Hey, admin, hide your login!
I bet, that you, as a WordPress developer, knows very well that using “admin” for your administrator account isn’t very clever. Or “administrator”. Or something like that. Once I saw “root”. Even WordPress installer will let you know that. Use something different. Maybe “top-secret-user”. It is good thing, that is true.
Why we should avoid that? Because attacker may discover your administrator account login and may use it (in some top secret magical way) to attack your site. It isn’t a joke, it is a possibility. So, everybody should knows that and apply this to their sites.

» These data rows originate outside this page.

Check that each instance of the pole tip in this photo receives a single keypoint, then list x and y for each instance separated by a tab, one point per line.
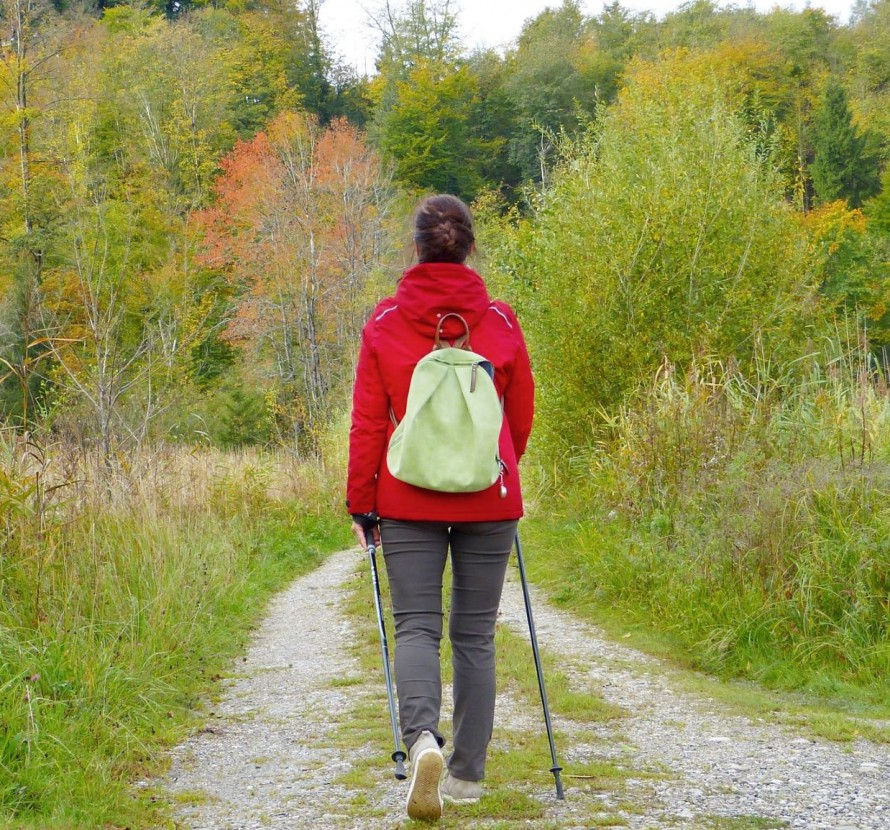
399	757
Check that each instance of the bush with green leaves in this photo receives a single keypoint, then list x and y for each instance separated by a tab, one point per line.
664	234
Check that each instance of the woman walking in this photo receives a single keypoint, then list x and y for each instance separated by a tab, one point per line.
418	527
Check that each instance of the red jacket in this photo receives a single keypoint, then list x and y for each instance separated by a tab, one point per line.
400	331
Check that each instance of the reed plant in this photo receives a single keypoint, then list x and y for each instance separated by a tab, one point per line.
125	589
746	517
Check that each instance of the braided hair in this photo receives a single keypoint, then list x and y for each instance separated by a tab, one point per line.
443	230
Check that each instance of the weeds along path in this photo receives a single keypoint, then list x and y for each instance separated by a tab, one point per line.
722	770
301	737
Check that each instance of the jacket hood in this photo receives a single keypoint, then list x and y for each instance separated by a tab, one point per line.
430	290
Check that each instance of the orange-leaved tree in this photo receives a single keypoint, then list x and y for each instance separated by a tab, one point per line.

But… There is a small trick about that… Many sites may reveal your admin login with this:
1 |
http://example.com/?author=1 |
and this may redirect you to something like:
1 |
http://example.com/author/top-secret-login |
It isn’t very good, no. So, what to do? There are at least two ways to fight that.
Trick attacker
1. Create “admin” account on installation
2. Create few other accounts.
3. Create real administrator account with login like “fVkr9ezfRdf”
4. Make all other users (including “admin”!) subscribers…
Disable ?author redirection.
That is funny one. Write something like this to your functions.php file:
1 2 3 4 |
add_action( 'template_redirect', 'erfvev_template_redirect' ); function erfvev_template_redirect() { if (is_author()) {wp_redirect(home_url()); die; } } |
I wrote small plugin to do this for you.
PS: of course you may and should use both methods at once.